In 1936, as Hitler’s Nazis were gathering strength across Europe, Mosley was seeking to stir up anti-Jewish hatred among working-class Londoners. He announced a march through the East End which the government refused to ban.

The Board of Deputies of British Jews and the Labour Party were against confrontation. “Jews who, however innocently, become involved in any possible disorders will be actively helping antisemitism and Jew-baiting,” said the Jewish Chronicle.

The advice was widely rejected. About 300,000 people turned out to block the fascists and the police who were protecting their march. Barricades were built from paving stones, tables and chairs, mattresses; women emptied dustbins and chamber pots from windows on to the heads of policemen; children threw marbles under police horses’ hooves.

The crowds shouted the Spanish civil war slogan “No pasarán!” – they shall not pass. Bill Fishman, a social historian who died in 2014 aged 93, recalled the scene: “We blocked the road – Hasidic Jews with little beards and great strapping Irish dockers all standing together … A mass onslaught on the police ensued, with two officers even being taken hostage.”

After hours of running battles, including about 80 arrests and scores of people treated at ad hoc first-aid stations, word came that the ­fascists had turned back. The crowd was triumphant.

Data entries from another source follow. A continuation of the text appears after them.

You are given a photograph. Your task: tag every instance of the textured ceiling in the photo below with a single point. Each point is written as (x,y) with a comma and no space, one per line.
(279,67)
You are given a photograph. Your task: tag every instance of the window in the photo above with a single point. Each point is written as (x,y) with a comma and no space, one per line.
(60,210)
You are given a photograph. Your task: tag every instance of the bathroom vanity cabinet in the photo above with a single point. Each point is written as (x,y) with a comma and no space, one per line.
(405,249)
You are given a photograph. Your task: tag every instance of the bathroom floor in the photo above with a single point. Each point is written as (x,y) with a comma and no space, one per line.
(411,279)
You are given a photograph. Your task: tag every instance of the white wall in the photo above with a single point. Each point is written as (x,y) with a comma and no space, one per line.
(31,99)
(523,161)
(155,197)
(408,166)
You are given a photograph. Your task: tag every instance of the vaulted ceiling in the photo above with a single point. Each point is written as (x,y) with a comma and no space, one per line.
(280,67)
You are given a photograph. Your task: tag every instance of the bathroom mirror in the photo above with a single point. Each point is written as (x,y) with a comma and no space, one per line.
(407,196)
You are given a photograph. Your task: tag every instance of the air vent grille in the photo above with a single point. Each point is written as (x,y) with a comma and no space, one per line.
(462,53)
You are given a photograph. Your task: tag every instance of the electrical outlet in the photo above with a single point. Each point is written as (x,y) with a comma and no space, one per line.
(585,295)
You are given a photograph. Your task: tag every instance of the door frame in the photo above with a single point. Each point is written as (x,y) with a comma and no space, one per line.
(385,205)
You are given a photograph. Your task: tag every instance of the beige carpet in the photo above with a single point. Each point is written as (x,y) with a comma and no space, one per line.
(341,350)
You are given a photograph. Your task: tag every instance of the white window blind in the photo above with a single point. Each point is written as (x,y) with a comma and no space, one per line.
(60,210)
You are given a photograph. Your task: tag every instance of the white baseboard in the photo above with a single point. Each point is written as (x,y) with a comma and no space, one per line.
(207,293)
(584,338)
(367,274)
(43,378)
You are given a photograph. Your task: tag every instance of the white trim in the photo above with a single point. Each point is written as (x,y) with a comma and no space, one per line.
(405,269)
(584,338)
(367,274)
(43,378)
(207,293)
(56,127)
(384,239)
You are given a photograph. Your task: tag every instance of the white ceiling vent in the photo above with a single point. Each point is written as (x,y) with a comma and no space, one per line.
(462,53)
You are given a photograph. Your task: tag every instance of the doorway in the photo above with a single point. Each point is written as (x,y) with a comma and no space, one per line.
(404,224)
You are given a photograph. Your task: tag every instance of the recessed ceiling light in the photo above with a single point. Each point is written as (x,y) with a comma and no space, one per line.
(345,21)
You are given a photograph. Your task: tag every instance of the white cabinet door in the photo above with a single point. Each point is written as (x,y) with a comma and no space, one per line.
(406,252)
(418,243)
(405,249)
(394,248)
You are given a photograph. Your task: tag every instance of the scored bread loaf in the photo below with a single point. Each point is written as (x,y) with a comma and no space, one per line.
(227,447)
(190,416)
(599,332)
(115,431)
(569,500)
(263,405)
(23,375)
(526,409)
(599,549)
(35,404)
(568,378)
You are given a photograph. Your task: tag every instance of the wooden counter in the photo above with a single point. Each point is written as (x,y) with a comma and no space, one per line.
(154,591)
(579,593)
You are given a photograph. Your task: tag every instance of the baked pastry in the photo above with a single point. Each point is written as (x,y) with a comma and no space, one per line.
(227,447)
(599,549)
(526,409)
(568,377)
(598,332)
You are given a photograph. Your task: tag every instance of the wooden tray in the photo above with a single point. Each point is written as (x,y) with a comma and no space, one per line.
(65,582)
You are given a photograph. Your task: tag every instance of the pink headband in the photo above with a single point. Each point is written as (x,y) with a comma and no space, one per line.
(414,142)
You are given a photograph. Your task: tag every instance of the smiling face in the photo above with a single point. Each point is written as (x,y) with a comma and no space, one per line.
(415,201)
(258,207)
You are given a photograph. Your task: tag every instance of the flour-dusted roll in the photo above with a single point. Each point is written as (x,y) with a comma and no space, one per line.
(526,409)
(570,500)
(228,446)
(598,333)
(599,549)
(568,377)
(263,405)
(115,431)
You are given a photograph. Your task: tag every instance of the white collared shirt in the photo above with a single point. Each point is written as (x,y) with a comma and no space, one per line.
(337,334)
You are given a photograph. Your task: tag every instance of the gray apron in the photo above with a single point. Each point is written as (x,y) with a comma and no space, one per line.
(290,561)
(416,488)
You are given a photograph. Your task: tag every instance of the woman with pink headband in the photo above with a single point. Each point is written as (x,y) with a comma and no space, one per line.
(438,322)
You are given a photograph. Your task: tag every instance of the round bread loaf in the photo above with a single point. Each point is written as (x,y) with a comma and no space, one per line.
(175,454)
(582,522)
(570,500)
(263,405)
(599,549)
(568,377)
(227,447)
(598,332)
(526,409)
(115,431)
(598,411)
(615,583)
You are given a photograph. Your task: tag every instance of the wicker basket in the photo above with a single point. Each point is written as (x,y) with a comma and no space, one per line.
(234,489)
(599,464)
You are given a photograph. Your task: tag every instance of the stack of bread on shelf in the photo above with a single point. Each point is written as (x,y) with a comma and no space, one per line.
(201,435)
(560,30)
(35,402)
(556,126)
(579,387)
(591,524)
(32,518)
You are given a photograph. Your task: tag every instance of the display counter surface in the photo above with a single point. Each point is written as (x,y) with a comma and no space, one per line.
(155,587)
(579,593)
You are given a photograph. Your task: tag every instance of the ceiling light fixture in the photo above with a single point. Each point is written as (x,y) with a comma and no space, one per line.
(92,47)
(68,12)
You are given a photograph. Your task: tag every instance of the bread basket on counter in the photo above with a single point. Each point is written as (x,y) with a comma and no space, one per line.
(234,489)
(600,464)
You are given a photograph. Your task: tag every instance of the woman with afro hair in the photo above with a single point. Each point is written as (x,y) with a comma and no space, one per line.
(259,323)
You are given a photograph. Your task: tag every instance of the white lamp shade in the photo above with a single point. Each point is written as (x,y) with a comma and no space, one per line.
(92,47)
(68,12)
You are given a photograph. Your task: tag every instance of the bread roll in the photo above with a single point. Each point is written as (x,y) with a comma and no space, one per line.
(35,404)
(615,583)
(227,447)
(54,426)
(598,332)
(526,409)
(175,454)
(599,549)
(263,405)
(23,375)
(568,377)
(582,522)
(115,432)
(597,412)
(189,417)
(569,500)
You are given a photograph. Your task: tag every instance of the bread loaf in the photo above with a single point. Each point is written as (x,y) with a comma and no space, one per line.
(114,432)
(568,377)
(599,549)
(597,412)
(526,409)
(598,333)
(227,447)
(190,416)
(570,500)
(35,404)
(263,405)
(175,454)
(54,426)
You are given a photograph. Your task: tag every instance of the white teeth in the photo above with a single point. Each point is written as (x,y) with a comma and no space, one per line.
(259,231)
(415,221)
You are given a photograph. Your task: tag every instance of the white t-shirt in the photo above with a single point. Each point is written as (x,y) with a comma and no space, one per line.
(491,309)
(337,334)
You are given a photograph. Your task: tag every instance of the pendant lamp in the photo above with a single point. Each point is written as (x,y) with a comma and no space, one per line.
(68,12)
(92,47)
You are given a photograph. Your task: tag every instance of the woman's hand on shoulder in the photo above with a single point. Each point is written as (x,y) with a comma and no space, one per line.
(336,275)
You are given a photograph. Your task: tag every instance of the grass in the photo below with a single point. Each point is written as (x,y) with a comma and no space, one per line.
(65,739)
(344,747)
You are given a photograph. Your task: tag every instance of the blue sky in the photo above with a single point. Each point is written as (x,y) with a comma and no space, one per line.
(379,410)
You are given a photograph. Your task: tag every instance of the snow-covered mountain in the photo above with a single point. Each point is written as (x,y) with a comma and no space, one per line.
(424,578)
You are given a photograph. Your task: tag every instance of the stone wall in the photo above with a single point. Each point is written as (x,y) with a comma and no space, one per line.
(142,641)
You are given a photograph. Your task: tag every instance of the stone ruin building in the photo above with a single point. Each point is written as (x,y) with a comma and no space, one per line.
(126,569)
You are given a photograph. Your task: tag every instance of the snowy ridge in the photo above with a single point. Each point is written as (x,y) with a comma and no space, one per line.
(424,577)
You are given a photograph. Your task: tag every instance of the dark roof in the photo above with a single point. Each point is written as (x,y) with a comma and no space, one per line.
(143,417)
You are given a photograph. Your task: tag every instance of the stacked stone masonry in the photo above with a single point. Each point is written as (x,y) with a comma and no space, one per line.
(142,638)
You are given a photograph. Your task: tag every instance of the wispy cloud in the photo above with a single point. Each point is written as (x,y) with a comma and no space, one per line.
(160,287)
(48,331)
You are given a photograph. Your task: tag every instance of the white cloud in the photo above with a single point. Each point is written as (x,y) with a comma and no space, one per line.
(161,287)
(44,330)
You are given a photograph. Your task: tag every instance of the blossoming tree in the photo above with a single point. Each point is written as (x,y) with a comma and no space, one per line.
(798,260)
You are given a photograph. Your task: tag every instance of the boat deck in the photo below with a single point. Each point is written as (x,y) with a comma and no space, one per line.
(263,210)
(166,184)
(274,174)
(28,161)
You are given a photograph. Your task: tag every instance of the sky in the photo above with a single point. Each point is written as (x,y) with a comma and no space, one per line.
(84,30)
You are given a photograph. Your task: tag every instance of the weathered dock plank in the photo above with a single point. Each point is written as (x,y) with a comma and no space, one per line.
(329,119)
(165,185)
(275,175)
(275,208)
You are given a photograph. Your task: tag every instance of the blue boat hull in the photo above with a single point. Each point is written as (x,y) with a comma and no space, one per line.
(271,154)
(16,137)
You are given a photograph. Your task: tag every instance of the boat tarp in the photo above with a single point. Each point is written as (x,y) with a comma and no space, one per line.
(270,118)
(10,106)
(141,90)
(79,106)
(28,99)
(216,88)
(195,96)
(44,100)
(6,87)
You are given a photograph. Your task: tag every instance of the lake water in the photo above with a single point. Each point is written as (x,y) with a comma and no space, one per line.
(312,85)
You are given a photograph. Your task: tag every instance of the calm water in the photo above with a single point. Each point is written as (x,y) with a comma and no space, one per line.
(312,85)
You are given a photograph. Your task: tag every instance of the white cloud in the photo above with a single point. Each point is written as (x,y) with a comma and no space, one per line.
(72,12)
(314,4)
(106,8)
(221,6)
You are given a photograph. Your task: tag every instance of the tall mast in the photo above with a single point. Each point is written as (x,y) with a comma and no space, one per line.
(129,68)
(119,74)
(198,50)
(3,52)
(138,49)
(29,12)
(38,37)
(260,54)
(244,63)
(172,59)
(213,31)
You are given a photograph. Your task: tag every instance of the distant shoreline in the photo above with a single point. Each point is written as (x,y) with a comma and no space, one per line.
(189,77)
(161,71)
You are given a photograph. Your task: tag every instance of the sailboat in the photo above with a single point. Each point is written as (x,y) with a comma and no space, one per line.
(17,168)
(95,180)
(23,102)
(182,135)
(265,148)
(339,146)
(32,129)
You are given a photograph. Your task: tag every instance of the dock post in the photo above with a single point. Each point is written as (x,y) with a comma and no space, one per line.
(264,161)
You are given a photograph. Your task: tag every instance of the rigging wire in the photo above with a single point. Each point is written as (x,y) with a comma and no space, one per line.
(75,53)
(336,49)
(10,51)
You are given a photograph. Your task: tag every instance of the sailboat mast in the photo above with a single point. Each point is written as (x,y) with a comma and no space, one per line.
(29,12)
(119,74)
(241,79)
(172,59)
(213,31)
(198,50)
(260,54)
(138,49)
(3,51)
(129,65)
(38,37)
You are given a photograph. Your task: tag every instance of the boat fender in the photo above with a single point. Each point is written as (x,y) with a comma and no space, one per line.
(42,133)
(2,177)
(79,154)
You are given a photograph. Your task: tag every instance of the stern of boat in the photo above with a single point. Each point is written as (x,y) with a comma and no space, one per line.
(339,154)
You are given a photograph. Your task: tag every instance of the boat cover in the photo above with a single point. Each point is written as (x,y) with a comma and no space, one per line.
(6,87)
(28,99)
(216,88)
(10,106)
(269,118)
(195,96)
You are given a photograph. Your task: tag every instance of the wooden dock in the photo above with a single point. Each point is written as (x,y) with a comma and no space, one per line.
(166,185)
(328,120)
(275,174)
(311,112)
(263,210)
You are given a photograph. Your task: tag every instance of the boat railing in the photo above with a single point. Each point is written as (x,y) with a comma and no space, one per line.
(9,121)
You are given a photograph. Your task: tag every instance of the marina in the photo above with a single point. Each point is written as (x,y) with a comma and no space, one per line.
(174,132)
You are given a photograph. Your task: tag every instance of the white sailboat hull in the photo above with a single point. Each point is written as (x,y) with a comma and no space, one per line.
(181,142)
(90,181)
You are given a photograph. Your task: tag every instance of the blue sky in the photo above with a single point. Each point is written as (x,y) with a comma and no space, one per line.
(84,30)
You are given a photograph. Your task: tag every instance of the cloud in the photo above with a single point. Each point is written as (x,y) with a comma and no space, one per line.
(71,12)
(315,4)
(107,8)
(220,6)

The Cable Street Mural, designed by Dave Binnington
The Cable Street Mural, designed by Dave Binnington, was painted in London’s East End in 1979-83. Photograph: Martin Godwin/the Guardian

The Merchant of Venice 1936 has been a sellout on tour. “We’re ­living in times that are incredibly divisive, with global players that want us to be against each other rather than standing together,” said Oberman. “Clearly the play’s message has touched a nerve. The feedback has been unbelievable and very moving.”

Dylan Schlosberg, the producer of Cable Street, the musical, also believes the story has resonance today. “When the English Defence League marched in London a few months ago, it was almost a replica scenario,” he said.

“Our audiences will be aware that antisemitism is rife today. What’s fascinating is that the East End has obviously a totally different makeup than it did in 1936. But there are the same tensions, the same fears, whether it be against Jews or immigrants and refugees.”

The show focuses on three young people and their families: a young British man who comes to London looking for work and gets embroiled with Mosley’s fascists, a Jew and an Irishman. The music, which includes rap and contemporary pop, provides additional emotion to the drama, said Schlosberg.

Yoav Segal, in a plaid shirt and with a close-cropped beard, sits in his studio with set drawings and a photo of his grandfather, Ubby Cowan
Yoav Segal, set designer for the new musical Cable Street, in his studio next to a photograph of his grandfather, Ubby Cowan. Photograph: Sophia Evans/the Observer

For Segal, the “rousing retelling” of the Cable Street story in the form of musical drama echoes the tales his grandfather told him about the battle and the need to “find your voice and stand up and do something when it matters”.

In a short film Segal made before his grandfather’s death, Cowan described the drama, noise and determination of the battle of Cable Street.

“We knew we’d be breaking the law, but we had no option. Sometimes you have to do the wrong thing to get the right thing done,” he said.

“If you stand up for what you believe in, you can make history.”

The Merchant of Venice 1936 opens at the Criterion, London, on 15 February. Cable St, the musical, opens at the Southwark Playhouse on 16 February.